Recipients will be awarded a six-week, salaried 2L Summer Associate position for the summer of 2016 in one of the firm’s offices. Additionally, each recipient will be awarded $10,000 which will be paid prior to the student’s third year of law school to help defray the cost of law school tuition and related expenses. The application deadline is June 19, 2015.
Nominees Sought for $25k Award for Inspiring Law Professors
The Elizabeth Hurlock Beckman Award Trust is seeking nominations for this year’s Beckman Award, which benefits educators who have inspired their former students to make a significant contribution to society.
Please visit the award’s page for additional guidelines. Preference will be given to educators who teach or who taught in the fields of psychology, medicine, or law. The nomination deadline is June 30, 2015.
U.S. Court of Federal Claims Bar Association Writing Competition
The U.S. Court of Federal Claims Bar Association is pleased to announce its annual Law Student Writing Competition for the 2014-15 academic year.
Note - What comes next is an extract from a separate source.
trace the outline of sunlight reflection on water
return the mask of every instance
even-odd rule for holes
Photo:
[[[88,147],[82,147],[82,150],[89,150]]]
The Court of Federal Claims Bar Association is a non-profit, voluntary bar association made up of nationwide members who practice law before of the United States Court of Federal Claims. The goal of this competition is to encourage law student scholarship on current topics that fall within the jurisprudence of the United States Court of Federal Claims.
All students enrolled in your school (including recent graduates during the 2014-15 academic year) are eligible to participate in this competition. The winning entry will receive a $2,000 cash prize and an opportunity to be published via the Association’s newsletter and website. Entries may address any topic that lies within the procedure, substance, or scope of the jurisdiction of the Unites States Court of Federal Claims.
The rules of the contest are posted on the Association’s website. The website also contains information about the three previous winning submissions. The entry deadline for submissions is July 17, 2015.